James Bond had many imitators, both in film, and on the printed page. Charles Hood, the creation of James Mayo, was one of the first. First appearing in Hammerhead in 1964, (the year of Ian Fleming's death), Hood sauntered through a subsequent four or five novels, without ever really capturing the public imagination in the way Bond had. That said, on the basis of the first book - which I recently read after buying a copy from a charity shop - Hood is a superior example of the Bond knock-off. Which, perhaps, shouldn't be surprising as author James Mayo was actually the pseudonym of journalist Stephen Coulter, who had been a friend of Fleming's. The novel incorporates all the elements you'd expect in a Bond novel: the exotic locations, evil foreign villain, lots of descriptions of a luxury lifestyle most readers could never hope to enjoy, beautiful, yet ultimately submissive, women and bursts of savage violence. It most resembles a genuine Bond novel in the way in which its plot is pretty much perfunctory, (some nonsense about the villain replacing a top NATO official with a double so as to steal defence secrets), merely a peg to hang the travelogue on, and in the degree of sadism on show.

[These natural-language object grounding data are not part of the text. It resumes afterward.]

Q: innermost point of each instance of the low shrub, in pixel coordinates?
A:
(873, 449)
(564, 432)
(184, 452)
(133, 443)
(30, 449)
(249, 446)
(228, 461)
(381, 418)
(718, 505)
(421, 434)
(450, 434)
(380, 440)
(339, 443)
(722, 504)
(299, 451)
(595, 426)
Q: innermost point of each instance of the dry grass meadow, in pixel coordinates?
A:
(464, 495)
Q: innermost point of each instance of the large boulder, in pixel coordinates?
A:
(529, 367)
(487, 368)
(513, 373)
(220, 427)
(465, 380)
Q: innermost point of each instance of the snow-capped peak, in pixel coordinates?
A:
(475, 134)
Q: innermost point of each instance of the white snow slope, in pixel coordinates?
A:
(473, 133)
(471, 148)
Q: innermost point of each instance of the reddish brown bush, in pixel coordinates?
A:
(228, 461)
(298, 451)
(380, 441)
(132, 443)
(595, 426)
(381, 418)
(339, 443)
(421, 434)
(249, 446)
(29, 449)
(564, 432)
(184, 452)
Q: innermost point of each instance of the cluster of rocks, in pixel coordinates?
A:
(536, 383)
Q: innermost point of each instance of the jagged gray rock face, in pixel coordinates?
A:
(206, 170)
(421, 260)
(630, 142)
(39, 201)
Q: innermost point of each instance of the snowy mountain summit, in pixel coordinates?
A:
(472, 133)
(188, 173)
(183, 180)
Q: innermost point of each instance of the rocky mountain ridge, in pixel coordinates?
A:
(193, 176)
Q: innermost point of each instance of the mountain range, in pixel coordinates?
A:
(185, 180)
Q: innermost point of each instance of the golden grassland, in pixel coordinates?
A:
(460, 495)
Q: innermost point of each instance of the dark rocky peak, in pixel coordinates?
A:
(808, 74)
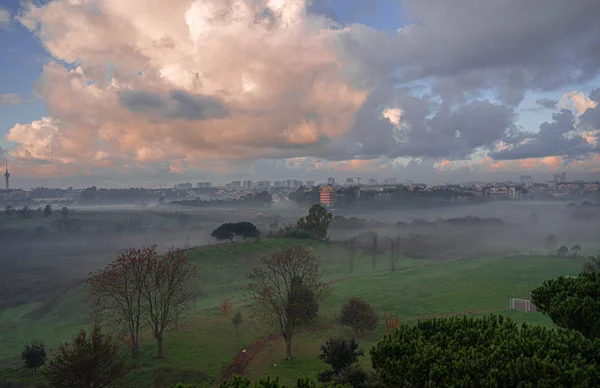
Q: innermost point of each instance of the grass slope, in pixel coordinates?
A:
(206, 339)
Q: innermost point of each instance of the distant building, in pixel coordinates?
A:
(560, 178)
(327, 195)
(526, 180)
(183, 186)
(236, 185)
(263, 185)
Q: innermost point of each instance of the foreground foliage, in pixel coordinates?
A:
(572, 303)
(34, 355)
(93, 360)
(243, 382)
(485, 352)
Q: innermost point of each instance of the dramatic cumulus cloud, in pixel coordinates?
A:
(242, 84)
(557, 138)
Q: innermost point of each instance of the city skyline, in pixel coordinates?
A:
(296, 89)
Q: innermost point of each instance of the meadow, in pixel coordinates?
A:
(206, 340)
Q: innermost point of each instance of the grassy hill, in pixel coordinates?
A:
(206, 340)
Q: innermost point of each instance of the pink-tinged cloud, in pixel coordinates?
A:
(273, 73)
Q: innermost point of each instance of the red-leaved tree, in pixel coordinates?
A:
(168, 291)
(116, 292)
(143, 286)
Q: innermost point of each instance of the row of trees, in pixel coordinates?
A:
(551, 242)
(228, 231)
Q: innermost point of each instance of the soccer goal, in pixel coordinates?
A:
(520, 304)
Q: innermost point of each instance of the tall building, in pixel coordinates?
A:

Like Bond before him, Hood seems to spend an inordinate amount of time as the prisoner of the villain, and subjected to some horrendous and very painful tortures. Indeed, I've always suspected that Bond was actually a secret masochist, and only worked as a secret agent because of the opportunities it afforded him to be beaten up and abused. It's probably something to do with the public scholl system, if you ask me. Anyway, such scenes seem to be a vital ingredient in any Bond knock-off and, in this respect, Hammerhead doesn't disappoint. In fact, it's pretty amazing that Hood is able to stand, let alone chase villains across Paris before indulging in a brutal fist fight with the main bad guy, after all that he has to endure. Although, like the Bond novels, Hammerhead slightly pre-dates the 'Swinging' phase of the sixties, it certainly takes advantage of increasingly liberal attitudes, with far more female flesh on 'display', so to speak, than Fleming ever got away with. Which brings me to another aspect of this type of fiction which fascinates me: the way in which the heroes, who are essentially establishment figures, are happy to take advantage of the increasingly 'permissive society', with its laxer moral stance toward sex.

Anyway, like Bond, Hood made it to the big screen, with Hammerhead being filmed in 1968. I don't actually recall ever seeing this film, (although I know it used to turn up in ITV's all night schedules quite regularly in the late 1970s and early 1980s), and it isn't available on DVD, so I can't really offer any judgement on it's quality. However, you can see the opening six and a half minutes or so here:



Clearly, some changes from the source novel have been made - you'll search in vain for any scene like this one in the book, which has a completely different opening. Also, Hood has become American, (presumably in the name of a US distribution deal). Also, based on what I've read in online reviews, Hood infiltrates the villain's organisation by offering to sell him some rare pornography. In the book he's selling him some paintings, (Hood's cover is as an art dealer). Interestingly, the porn angle does have some basis in the novel, as one of villain's main sidekick's has a corset fetish, (we're back to the public schools again), and the book climaxes in a chase through an underwear fashion show, with lots of scantily clad female models. Sadly, I believe the film has a more conventional denouement.